The most frequent sites of bone metastasis are the vertebrae (66%), the
costa (59%), the pelvic bone (43%), the femur (30%) and the scapula
and clavicule (17%) (5). Humeral bone metastases, such as in our case,
are exceptional. Bone pain, pathologic fracture and spinal cord
compression are the most common symptoms and complications. In bone
metastasis, the cancer cells diffusely proliferate in the bone marrow
and thus induce bone destruction as well as haematological
complications.(6) Therefore, laboratory abnormalities that could suggest
the possibility of bone metastasis include elevated alkaline phosphatase
(ALP), increased LDH, anaemia or thrombocytopenia. Studies suggest that
ALP is the most predictive biological marker for the presence of bone
metastasis in gastric cancer. (7) However, serum ALP can be normal, like
in our case.
Bone scintigraphy could detect bone metastasis at the time approximately
3 months earlier than that with using plain X-ray. (8). But, the main
limitation of scintigraphy is low specificity as it could detect non
neoplastic lesions as hot uptake lesions in many conditions (Paget’s
disease, degenerative arthritis, infectious bone diseases …). Further
investigations may be required to increase accuracy of the diagnosis
(positron emission tomography computed tomography, magnetic resonance
imaging, bone marrow tapping or bone marrow histological tests). In our
case, the presence of an adenocarcinoma of the stomach and a concomitant
lytic lesion in the rib supported the diagnosis of bone metastasis.
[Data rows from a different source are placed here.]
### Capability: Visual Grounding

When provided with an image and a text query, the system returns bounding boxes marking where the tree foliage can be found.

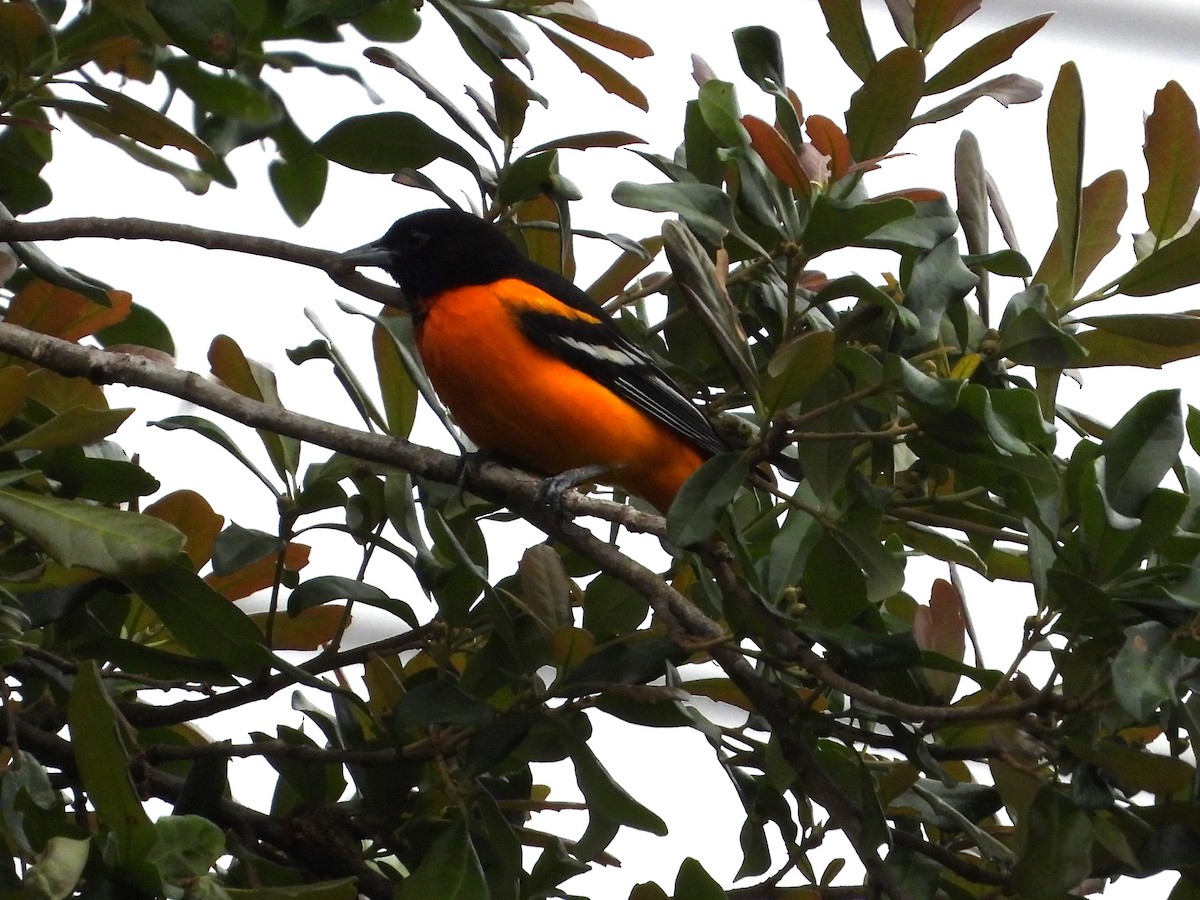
[0,0,1200,900]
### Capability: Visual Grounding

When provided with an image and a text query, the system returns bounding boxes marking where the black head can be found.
[342,209,527,302]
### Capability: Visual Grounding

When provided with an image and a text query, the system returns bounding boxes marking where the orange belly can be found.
[416,281,704,511]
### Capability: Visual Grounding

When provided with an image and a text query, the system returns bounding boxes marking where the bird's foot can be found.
[533,464,610,512]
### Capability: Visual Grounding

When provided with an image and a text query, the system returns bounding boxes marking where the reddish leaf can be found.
[912,578,967,701]
[1033,169,1129,306]
[925,12,1054,95]
[4,278,133,341]
[250,604,346,650]
[742,115,812,196]
[145,491,224,569]
[204,544,312,600]
[539,25,650,112]
[546,13,654,59]
[804,115,851,181]
[846,47,925,160]
[1142,82,1200,247]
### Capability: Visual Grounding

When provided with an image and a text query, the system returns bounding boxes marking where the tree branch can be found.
[0,218,407,310]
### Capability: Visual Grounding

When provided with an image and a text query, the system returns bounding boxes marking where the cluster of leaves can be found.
[0,0,1200,900]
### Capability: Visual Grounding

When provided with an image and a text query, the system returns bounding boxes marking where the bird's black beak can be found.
[337,244,391,269]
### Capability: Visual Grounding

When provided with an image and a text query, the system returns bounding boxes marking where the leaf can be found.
[804,115,853,181]
[925,12,1054,96]
[67,660,157,873]
[1117,211,1200,296]
[209,335,300,481]
[145,0,240,68]
[612,181,770,257]
[120,564,266,678]
[313,113,479,178]
[0,487,184,577]
[396,820,491,900]
[1142,82,1200,247]
[1100,388,1183,516]
[667,454,750,547]
[742,115,812,197]
[912,0,983,50]
[1112,622,1194,722]
[0,407,133,452]
[562,731,667,860]
[545,13,654,59]
[146,816,226,884]
[288,575,419,628]
[1033,169,1129,307]
[820,0,875,82]
[250,606,352,650]
[204,541,312,600]
[538,23,650,112]
[144,490,224,569]
[846,47,925,162]
[79,82,216,162]
[1013,785,1093,900]
[1075,313,1200,368]
[1046,62,1084,303]
[912,74,1042,128]
[5,278,133,341]
[150,415,278,493]
[733,25,787,92]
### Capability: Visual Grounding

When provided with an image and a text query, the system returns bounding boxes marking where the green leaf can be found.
[145,0,240,68]
[95,304,175,356]
[925,12,1054,95]
[268,146,329,226]
[803,193,916,256]
[120,565,266,678]
[846,47,925,162]
[1112,622,1194,722]
[1100,388,1183,516]
[674,857,726,900]
[912,0,983,50]
[1033,169,1129,306]
[150,415,278,494]
[820,0,875,82]
[314,113,479,178]
[911,74,1042,128]
[612,181,770,257]
[288,575,419,628]
[0,487,184,577]
[667,454,750,547]
[1046,62,1084,303]
[67,660,158,878]
[18,840,91,900]
[733,25,787,94]
[1117,228,1200,296]
[0,407,133,452]
[396,820,491,900]
[209,335,300,481]
[1013,785,1093,900]
[68,82,216,162]
[1142,82,1200,240]
[563,730,667,859]
[146,816,226,884]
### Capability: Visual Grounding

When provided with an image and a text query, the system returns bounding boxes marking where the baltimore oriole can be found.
[343,209,726,511]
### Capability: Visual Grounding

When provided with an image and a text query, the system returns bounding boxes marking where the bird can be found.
[340,209,727,514]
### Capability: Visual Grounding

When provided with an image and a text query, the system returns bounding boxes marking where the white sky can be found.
[23,0,1200,898]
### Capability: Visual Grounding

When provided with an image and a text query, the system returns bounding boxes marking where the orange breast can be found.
[416,280,704,511]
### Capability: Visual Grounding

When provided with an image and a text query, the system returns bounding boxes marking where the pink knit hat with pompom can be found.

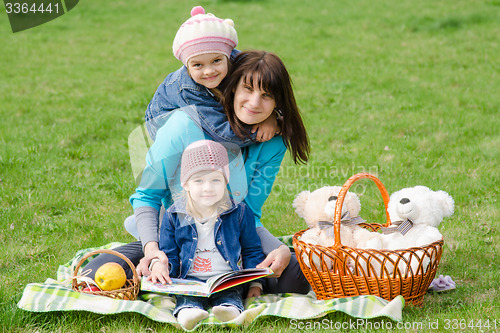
[172,6,238,65]
[181,140,229,186]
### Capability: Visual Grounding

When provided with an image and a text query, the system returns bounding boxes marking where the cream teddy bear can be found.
[360,186,454,275]
[292,186,372,268]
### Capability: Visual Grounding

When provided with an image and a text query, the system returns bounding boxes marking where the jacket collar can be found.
[168,198,237,216]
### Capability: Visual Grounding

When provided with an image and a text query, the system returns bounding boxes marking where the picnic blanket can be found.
[17,243,404,330]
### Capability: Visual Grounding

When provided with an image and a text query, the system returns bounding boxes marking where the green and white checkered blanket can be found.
[17,243,404,329]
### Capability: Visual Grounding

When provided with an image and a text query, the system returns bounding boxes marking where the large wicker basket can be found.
[72,249,140,300]
[293,173,443,306]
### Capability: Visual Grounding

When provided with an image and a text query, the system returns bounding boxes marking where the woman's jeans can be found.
[174,286,244,316]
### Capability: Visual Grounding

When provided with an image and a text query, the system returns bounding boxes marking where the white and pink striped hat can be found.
[172,6,238,65]
[181,140,229,186]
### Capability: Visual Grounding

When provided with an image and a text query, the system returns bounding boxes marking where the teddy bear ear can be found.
[292,191,311,218]
[436,191,455,216]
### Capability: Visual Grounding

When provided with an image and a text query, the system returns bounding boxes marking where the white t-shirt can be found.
[188,217,232,280]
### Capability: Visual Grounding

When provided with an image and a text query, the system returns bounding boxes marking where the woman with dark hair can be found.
[85,51,310,293]
[222,51,309,164]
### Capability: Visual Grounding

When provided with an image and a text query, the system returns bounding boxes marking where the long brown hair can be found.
[222,51,310,164]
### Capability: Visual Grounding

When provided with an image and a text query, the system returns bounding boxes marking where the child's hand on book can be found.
[247,286,262,298]
[257,244,292,277]
[136,242,168,276]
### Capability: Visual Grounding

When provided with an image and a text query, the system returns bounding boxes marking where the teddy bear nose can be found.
[399,198,410,205]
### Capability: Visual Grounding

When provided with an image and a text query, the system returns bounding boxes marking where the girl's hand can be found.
[147,261,172,284]
[247,286,262,298]
[136,242,168,276]
[252,112,281,142]
[257,244,292,277]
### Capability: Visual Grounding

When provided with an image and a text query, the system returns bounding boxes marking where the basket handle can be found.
[333,173,391,248]
[72,249,140,287]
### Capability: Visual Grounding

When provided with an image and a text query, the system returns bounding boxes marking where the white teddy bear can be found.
[292,186,372,268]
[360,186,454,274]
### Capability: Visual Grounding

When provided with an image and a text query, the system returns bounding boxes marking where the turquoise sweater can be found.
[130,106,286,233]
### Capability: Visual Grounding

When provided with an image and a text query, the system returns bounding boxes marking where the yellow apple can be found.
[95,262,127,291]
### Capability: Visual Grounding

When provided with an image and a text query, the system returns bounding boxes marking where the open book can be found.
[141,268,273,297]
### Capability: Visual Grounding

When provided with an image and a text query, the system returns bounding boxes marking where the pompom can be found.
[223,19,234,28]
[191,6,205,16]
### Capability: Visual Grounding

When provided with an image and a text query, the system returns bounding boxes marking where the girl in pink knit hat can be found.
[145,6,279,143]
[148,140,265,330]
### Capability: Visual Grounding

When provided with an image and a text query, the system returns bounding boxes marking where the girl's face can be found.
[187,53,228,89]
[234,76,276,125]
[184,171,226,213]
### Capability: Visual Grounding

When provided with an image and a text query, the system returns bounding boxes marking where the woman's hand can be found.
[147,261,172,284]
[247,286,262,298]
[136,242,168,276]
[257,244,292,277]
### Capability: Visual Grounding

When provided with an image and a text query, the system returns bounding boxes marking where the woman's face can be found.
[234,76,276,125]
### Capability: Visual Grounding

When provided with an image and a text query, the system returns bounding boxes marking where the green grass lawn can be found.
[0,0,500,332]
Unfortunately, bone scintigraphy was not done because the patient lost
to follow-up.
Gastric cancer patients with bone metastasis have the poorest median
survival time compared with those with metastasis in other sites
including the thorax, liver or other regions of the abdomen. (9)In
addition, survival time following diagnosis of bone metastasis in
gastric cancer is slightly longer in the initial bone metastasis patient
compared with that in those with late-phase bone metastasis. (4)
Systemic chemotherapy could improve survival among patients with initial
bone metastasis of gastric cancer. Pain management for patients with
bone pain is important and radiation may be quite effective(10).
Bisphosphonate has also been used for the treatment of clinical
symptoms. As for progressive or recurrent gastric cancer guidelines
recommend S1-based chemotherapy (11). On the other hand, since bone
metastasis can cause disseminated intravascular coagulation, the poor
general condition of the patient or the presence of thrombocytopenia and
severe anaemia may make the patient ineligible for chemotherapy (12).